Letting Go of Specialist Guilt
I will be honest. For a long time I felt guilty about having lots of interests. I would see people who had a clear focus and think I was doing something wrong. Why could I not just pick one thing and stick with it?
The turning point was when I realized that my “lack of focus” was actually giving me a different kind of advantage. My interest in science fiction made me think about the future in ways most people do not. My love of psychology helps me understand people’s motivations. My curiosity about business helps me see opportunities. My hobby of playing strategy games improved my decision-making.
None of these things are wasted. Together, they make me someone who can see the whole picture. And that is actually rare.
If you feel the same guilt, here is my advice. Stop fighting your curiosity. The world does not need more people who fit neatly into boxes. It needs people who can connect different worlds together.

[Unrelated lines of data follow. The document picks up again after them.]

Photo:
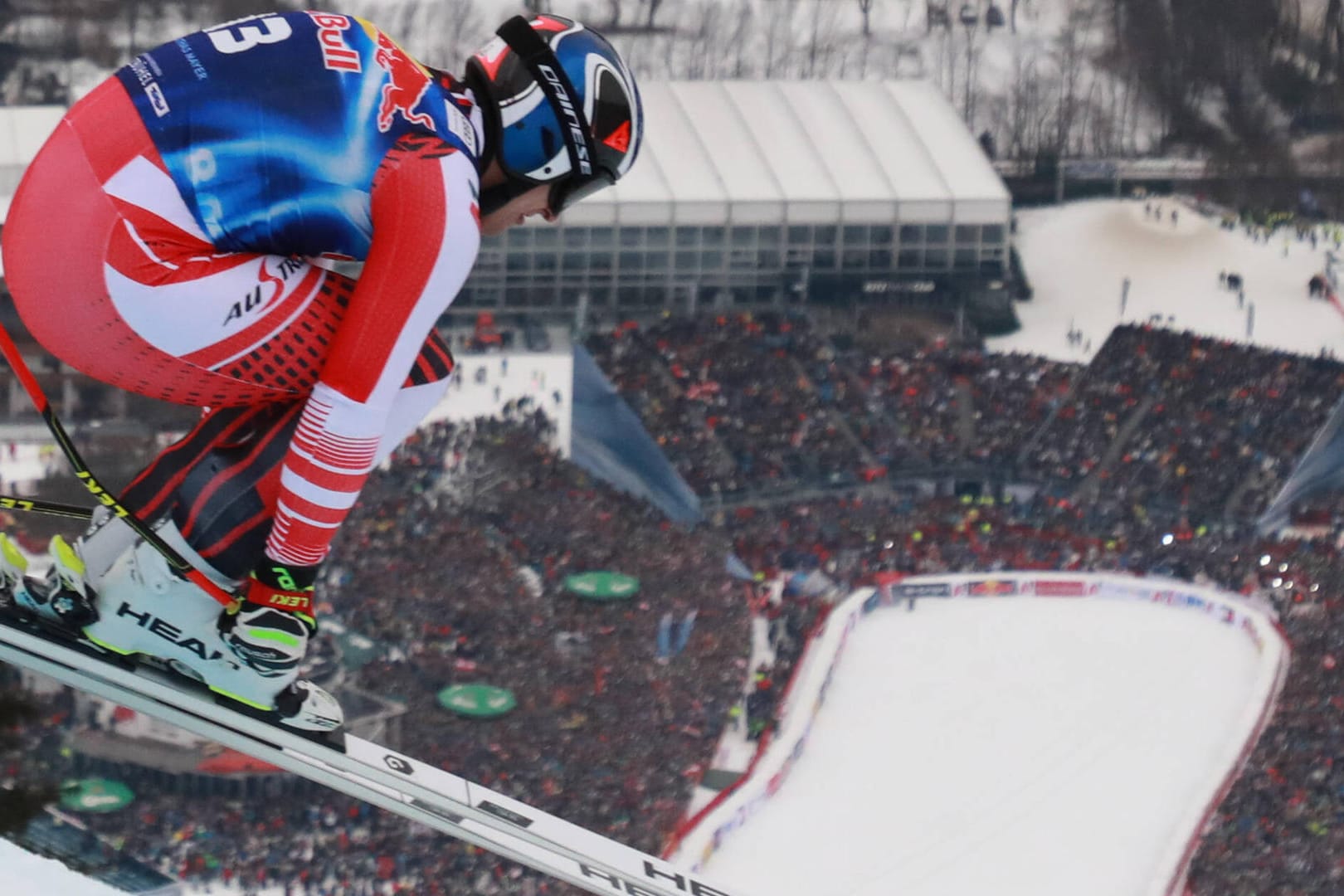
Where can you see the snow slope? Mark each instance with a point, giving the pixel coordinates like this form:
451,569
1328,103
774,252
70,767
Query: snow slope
1077,257
1016,747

Frequently Asked Questions
What is an expert-generalist? Someone who learns deeply across multiple domains and combines insights from different fields. Not a dabbler who skims the surface, but someone who builds solid fundamentals in several areas and connects them.

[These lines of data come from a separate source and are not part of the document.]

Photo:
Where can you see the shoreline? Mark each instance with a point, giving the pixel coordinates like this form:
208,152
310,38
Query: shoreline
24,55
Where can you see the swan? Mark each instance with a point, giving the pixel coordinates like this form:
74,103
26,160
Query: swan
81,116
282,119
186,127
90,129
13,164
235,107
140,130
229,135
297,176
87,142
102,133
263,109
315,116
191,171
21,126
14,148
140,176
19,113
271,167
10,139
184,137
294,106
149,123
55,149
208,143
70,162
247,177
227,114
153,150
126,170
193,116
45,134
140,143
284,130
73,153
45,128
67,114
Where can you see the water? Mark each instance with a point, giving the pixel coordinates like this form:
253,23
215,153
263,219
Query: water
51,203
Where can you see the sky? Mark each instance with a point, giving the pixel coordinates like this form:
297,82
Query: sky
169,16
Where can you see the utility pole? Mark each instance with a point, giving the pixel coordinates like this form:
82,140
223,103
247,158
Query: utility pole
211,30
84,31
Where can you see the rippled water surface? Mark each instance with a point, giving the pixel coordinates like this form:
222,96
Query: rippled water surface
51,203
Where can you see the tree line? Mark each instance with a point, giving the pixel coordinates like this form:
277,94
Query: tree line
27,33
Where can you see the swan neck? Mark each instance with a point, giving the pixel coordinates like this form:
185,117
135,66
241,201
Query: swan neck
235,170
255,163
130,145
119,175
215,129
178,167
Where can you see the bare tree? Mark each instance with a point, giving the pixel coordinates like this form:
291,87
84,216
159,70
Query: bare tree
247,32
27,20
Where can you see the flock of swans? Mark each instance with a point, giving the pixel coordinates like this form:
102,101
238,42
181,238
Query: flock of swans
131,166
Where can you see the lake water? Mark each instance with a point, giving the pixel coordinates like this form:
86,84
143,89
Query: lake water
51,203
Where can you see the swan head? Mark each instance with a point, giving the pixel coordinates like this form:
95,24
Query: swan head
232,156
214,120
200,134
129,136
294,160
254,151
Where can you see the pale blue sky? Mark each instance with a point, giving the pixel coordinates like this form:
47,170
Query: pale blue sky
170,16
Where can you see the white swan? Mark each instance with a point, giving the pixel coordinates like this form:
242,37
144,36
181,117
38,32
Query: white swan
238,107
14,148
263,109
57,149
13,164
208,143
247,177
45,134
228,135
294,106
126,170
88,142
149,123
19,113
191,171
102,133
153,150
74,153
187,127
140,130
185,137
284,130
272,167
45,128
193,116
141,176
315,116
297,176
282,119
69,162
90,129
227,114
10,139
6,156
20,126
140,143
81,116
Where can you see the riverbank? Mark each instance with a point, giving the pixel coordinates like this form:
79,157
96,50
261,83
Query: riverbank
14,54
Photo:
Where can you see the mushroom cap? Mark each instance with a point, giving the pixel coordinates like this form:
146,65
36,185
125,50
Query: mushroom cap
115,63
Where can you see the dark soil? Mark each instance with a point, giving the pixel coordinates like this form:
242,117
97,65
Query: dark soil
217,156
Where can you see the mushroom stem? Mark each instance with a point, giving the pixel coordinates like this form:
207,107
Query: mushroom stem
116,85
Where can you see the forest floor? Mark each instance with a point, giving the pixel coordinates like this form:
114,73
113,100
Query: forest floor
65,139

How is an expert-generalist different from a polymath? The words overlap, but polymath traditionally means someone who achieves expertise in many fields (like Leonardo da Vinci). Expert-generalist is a modern term for the same concept, recognizing that you can be genuinely skilled in multiple areas without being a world-class master of each one.
Can anyone become an expert-generalist or is it just for gifted people? Anyone can do this. It does not require a special brain. It requires curiosity, patience, and a willingness to learn fundamentals before details. The methods Musk uses, first principles thinking and the semantic tree, are learnable skills.

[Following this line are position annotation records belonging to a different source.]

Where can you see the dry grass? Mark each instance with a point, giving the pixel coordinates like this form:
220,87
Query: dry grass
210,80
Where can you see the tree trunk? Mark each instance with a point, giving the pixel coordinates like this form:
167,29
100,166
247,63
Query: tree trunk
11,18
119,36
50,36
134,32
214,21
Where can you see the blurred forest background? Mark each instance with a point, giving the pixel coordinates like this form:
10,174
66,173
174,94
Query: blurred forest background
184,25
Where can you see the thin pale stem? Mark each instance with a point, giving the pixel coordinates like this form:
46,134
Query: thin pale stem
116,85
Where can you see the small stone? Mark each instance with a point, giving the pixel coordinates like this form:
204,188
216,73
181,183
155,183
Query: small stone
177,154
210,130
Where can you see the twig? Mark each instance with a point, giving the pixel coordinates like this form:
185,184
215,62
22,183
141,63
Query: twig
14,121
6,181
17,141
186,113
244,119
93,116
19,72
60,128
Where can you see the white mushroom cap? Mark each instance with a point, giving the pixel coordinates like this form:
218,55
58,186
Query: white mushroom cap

Will being a generalist hurt my career? In some industries, deep specialization is still valued. But the trend is moving toward breadth. Hybrid roles that combine skills across domains are growing fast. A software engineer who also understands design is more valuable than one who only codes.
How many subjects should I learn at once? Three to four is a good range. One main area for depth, and two or three side interests for breadth. Rotate your focus over months and years, not days.
The Bottom Line
The world is changing faster than ever. Jobs that exist today might not exist tomorrow. Technologies shift. Industries get disrupted. The people who thrive are not the ones who optimized for one specific skill. They are the ones who know how to learn, adapt, and connect ideas.
If you understand how neuroplasticity keeps your brain flexible and capable of learning at any age, you realize there is no good reason to limit yourself.
Do not let anyone make you feel bad for having lots of interests. Your curiosity is not a weakness. It is your biggest advantage.
Be curious. Be weird. Connect things no one else is connecting.
That is where the real breakthroughs come from.